The
                    Naxos Tippett series continues with the first of two discs
                    devoted to his five String Quartets. Like many other composers,
                    Tippett found himself drawn to the challenges of writing
                    effectively for the string quartet medium, and his cycle
                    spans most of his mature creative life. Andrew Burn’s useful
                    liner-note tells us that the composer found himself ‘invincibly
                    drawn to the quartet medium’ after hearing the Busch and
                    Lener Quartets in concert whilst still a student in the twenties.
                    There are unpublished attempts from this period, but the 
First
                    Quartet ‘proper’ dates originally from 1934, being reworked
                    and finally premiered in its new form by the Zorian Quartet
                    in February 1944. 
                
                 
                
                
It’s
                    an engaging, thoroughly amiable work, full of touches that
                    identify the composer during this period. We still have a
                    firm key signature, and melodic and rhythmic ideas that surfaced
                    in other works. We also have Tippett’s fascination – bordering
                    on obsession – with Beethoven and his ideas on form and structure.
                    The first movement heading of 
allegro appassionato gives
                    one clue, as does the expanded sonata structure that Beethoven
                    experimented with. The slow movement is glorious, ardent
                    and serene, the composer himself describing it as ‘almost
                    unbroken lines of lyric song for all the instruments in harmony’.
                    The eponymously named Tippett Quartet certainly give it their
                    all here, melding rich tone and immaculate intonation. The
                    finale also recalls Beethoven in its fugal form, something
                    Tippett returned to a number of times.
                 
                
The
                    Zorians were also responsible for the premiere of the 
Quartet
                    No. 2, this time if F sharp major and regarded by many
                    as one of the composers true masterpieces from this period
                    of early maturity.

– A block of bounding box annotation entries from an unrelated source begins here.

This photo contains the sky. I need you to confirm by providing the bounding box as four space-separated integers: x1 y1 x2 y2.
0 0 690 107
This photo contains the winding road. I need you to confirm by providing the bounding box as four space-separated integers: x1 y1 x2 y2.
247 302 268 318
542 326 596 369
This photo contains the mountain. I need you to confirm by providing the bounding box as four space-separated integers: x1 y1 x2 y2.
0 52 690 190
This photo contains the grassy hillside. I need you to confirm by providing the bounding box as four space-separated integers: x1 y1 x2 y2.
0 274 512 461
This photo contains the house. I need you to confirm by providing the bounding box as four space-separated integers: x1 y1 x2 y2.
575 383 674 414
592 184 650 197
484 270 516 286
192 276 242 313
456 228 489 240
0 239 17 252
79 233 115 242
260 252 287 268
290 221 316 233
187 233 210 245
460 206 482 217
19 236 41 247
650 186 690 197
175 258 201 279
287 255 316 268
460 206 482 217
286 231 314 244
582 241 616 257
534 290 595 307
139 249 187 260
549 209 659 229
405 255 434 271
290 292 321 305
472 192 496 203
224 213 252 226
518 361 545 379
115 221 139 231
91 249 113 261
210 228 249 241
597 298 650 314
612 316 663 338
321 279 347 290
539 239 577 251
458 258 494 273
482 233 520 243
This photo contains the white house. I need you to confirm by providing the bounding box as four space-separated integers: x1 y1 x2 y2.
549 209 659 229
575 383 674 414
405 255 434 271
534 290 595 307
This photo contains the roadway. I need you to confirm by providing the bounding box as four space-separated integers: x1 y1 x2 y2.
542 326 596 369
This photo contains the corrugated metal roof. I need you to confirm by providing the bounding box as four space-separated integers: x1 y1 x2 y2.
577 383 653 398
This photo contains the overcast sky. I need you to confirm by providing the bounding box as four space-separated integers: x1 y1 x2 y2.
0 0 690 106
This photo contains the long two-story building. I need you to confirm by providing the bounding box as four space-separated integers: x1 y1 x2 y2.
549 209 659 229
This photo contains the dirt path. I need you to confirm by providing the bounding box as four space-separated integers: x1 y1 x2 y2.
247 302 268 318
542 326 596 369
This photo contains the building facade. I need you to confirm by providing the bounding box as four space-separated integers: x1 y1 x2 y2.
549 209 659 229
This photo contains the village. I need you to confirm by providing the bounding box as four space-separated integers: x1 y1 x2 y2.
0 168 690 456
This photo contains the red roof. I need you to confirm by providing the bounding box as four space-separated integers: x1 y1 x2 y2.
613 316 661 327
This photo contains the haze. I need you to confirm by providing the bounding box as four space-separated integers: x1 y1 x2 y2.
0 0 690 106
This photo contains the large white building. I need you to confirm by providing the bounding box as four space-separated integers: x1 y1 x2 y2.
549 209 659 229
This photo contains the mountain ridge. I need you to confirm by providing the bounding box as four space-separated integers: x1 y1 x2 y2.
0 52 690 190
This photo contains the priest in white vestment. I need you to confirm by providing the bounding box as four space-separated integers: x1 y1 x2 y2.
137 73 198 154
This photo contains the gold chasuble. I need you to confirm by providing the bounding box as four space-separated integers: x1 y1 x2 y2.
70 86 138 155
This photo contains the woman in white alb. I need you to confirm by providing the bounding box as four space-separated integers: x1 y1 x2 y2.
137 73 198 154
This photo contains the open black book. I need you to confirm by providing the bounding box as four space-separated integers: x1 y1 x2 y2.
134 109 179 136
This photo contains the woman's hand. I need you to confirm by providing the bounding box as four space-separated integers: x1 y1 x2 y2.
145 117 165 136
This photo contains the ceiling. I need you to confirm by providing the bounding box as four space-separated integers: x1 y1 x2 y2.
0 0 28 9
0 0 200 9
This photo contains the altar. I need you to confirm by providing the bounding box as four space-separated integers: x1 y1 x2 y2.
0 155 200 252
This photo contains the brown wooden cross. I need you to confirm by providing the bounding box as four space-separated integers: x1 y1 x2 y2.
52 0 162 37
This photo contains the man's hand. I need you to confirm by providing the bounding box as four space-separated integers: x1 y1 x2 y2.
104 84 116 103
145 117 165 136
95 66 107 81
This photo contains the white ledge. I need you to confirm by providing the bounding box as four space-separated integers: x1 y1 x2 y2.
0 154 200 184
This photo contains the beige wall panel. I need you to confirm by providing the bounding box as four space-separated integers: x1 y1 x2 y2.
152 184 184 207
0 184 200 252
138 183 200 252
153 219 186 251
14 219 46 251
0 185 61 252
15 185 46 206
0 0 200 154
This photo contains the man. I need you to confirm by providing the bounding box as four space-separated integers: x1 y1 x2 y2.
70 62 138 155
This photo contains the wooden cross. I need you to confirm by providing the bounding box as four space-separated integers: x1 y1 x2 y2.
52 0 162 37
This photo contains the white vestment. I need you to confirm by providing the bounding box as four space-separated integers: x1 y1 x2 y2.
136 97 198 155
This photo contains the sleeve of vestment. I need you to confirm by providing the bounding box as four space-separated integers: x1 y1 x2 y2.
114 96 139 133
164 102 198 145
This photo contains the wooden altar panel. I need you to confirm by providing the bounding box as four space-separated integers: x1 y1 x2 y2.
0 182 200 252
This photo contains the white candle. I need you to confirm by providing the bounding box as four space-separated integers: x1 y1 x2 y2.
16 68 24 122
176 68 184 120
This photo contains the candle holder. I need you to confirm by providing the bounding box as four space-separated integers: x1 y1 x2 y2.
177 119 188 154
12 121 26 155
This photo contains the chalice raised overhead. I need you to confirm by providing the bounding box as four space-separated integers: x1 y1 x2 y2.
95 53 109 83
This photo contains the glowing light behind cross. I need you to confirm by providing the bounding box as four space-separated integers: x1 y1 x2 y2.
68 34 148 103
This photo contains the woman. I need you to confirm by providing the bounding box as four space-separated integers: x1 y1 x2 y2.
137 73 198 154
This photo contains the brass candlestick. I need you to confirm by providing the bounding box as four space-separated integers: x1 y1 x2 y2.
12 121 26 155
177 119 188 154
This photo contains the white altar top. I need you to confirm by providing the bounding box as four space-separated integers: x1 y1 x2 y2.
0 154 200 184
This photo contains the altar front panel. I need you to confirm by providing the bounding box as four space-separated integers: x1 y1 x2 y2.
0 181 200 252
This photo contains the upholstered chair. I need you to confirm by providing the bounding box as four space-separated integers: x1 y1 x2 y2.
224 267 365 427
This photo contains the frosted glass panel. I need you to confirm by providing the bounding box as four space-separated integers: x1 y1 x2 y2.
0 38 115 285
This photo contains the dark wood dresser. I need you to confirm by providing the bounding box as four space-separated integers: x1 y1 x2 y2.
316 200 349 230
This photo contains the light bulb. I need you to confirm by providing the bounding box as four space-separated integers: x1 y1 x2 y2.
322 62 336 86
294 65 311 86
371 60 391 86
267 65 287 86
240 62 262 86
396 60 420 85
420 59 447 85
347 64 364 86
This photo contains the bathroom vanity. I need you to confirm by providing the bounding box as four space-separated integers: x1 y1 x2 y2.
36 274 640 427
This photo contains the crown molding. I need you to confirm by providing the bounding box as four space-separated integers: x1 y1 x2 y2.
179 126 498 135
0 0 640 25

Beethoven once again looms large, with
                    Andrew Burn citing the Piano Sonata Op.101 as principal influence.
                    Soaring lyricism of a truly Tippettian nature is abundant
                    on the opening 
allegro, and it’s the slow movement’s
                    dark fugal unwinding that recalls the German most readily.
                    The Tippetts clearly enjoy the buoyant rhythmic antics of
                    the 
presto scherzo, and the rather serious-minded
                    finale, modelled on Beethoven’s Quartet Op.131, shows them
                    able to grasp structure but maintain impetus and excitement.
                 
                
Rather
                    than work through chronologically, Naxos has opted to couple
                    these two early works with a much thornier work from the
                    late seventies, the 
Quartet No.4. Key signatures have
                    now gone, and a more dissonant, consciously modernist musical
                    language is evident. It is contemporary with the Fourth Symphony
                    and Triple Concerto, and is in the one-movement form that
                    the composer saw as a metaphor for the life cycle of birth
                    to death. The tense, brooding opening seems to grow out of
                    tiny melodic ‘germs’, and though it is stark in overall mood,
                    there are flashes of light here and there in the form of
                    little ‘fanfares’ of the sort we often hear in the composer’s
                    work. Beethoven’s dotted rhythms, especially of the sort
                    found in the 
Grosse Fuge, do feature throughout, and
                    Bartókian glissandos and harmonics punctuate the denser textured
                    passages. It’s not an easy work to perhaps appreciate on
                    first hearing, but it does reveal its rewards with repetition,
                    and the excellent Tippett Quartet play with passion and conviction,
                    even finding warmth in bleak closing moments.
                 
                
There
                    are quite a few rivals to this Naxos issue in the record
                    catalogue, and I suppose the shadow of the Lindsay’s cycle
                    on ASV looms largest of all. They were the dedicatees of
                    the last two Quartets and worked with the composer directly
                    on the whole sequence. I haven’t sampled that set, and can
                    only say that with warm, immediate recording quality and
                    playing of tremendous power and persuasion, you will not
                    be disappointed if you plump for this new release.